Она с невинным интересом ждала ответа.

"Вот как! - подумал Джеймс. - Милое дитя показывает зубки и преострые. Ладно, посмотрим, кто кого".

- Ради Бога, сударыня, простите меня. Если я был груб, то невольно. Я столь ошеломлен происшедшими в вас изменениями. Поверить не могу, что под скромной оболочкой теремной боярышни скрывались такие таланты и такая редкая, поистине неземная красота.

Но и комплементы не смутили красавицу.

- Милорд, вы расточаете мне любезности столь усердно, я начинаю думать, что английское посольство привезло с собой овечье стадо.

В этот момент музыка смолкла, чуть запыхавшаяся Варя присела в реверансе, к ним уже шагал царь, явно собираясь вернуть свою даму. Однако Джеймс не отпустил Вариной руки.

- При чем тут овечье стадо? - растерянно спросил он.

- Ну как же, в ваш прошлый визит в Россию вы сказали, что пасти овец - самое подходящее для меня занятие. Видно, сейчас как раз у вас, сударь, острая нужда в пастушках, вот вы и сыпете кумплементами. Как наряжаются аглицкие пастушки? Ежели наряд хорош, я, пожалуй, соглашусь.

Пустив напоследок эту парфянскую стрелу, она подала руку царю и умчалась с ним в новом танце.

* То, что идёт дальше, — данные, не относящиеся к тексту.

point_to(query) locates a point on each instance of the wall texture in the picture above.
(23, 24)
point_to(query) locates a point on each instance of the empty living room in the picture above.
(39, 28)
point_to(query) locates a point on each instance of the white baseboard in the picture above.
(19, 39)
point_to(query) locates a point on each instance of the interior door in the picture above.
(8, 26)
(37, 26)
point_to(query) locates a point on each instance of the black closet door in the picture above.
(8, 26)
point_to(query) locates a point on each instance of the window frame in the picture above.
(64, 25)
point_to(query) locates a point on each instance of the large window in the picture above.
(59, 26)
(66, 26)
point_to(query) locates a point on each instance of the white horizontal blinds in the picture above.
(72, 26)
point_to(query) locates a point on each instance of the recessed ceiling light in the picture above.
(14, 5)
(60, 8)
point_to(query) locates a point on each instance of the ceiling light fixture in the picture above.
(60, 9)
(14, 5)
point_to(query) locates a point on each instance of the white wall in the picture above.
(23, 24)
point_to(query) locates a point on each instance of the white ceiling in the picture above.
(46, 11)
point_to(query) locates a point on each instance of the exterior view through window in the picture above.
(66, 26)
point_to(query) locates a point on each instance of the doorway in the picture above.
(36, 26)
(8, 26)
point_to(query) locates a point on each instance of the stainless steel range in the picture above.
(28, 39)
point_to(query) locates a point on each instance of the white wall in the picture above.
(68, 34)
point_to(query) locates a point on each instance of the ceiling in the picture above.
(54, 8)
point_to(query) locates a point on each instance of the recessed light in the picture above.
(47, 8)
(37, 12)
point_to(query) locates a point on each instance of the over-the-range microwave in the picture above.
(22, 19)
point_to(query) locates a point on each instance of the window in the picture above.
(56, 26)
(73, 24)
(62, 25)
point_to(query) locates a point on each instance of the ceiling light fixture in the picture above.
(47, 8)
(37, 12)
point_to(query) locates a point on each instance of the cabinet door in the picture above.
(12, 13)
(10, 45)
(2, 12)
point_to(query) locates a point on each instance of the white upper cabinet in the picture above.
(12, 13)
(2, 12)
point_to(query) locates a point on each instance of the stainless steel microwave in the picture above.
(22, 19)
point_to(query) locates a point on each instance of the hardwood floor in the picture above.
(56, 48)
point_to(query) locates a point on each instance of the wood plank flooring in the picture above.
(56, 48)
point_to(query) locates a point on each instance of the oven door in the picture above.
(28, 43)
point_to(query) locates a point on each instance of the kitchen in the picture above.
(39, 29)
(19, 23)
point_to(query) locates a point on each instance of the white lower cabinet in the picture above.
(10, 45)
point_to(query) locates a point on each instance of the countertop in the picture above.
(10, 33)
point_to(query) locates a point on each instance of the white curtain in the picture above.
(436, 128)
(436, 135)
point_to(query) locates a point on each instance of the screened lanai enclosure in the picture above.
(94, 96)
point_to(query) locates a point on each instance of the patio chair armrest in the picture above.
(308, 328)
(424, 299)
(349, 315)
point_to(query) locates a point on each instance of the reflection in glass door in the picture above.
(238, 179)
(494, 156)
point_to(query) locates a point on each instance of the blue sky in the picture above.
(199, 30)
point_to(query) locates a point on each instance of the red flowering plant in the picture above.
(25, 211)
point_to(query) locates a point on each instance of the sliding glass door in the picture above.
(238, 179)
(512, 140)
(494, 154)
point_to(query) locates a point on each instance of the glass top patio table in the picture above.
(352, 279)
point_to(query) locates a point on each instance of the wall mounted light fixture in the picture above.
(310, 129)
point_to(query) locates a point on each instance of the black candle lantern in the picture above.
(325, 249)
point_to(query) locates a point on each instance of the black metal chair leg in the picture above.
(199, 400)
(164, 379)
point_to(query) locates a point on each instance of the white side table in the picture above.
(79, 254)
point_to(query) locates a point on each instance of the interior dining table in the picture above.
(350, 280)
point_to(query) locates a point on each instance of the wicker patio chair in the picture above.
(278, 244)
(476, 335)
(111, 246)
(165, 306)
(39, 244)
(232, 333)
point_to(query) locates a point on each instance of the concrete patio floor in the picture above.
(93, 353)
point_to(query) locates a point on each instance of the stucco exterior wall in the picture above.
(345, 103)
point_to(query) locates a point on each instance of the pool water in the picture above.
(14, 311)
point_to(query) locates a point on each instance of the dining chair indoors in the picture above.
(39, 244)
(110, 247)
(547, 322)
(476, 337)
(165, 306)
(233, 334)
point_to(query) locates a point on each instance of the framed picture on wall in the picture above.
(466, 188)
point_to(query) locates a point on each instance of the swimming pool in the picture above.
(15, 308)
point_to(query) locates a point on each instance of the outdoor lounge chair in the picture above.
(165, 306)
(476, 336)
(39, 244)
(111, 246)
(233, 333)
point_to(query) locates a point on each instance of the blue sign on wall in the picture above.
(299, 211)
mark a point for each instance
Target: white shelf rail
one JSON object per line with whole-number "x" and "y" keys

Расстроенный Джеймс остался на месте. Чертовка знала о неосторожных словах, которые он произнес полгода назад в упоении победой и успехом. Она знала и не только не смущалась, но своей насмешкой сумела превратить его высказывание в оружие против него самого. Теперь не она выглядела неуклюжей провинциалкой, а он представал то ли грубияном, которого не следует пускать в хорошее общество, то ли глупым выдумщиком. Кажется, второй визит в Московию начинался крайне неудачно. Следовало срочно принимать меры. Джеймс быстро выловил в толпе посла.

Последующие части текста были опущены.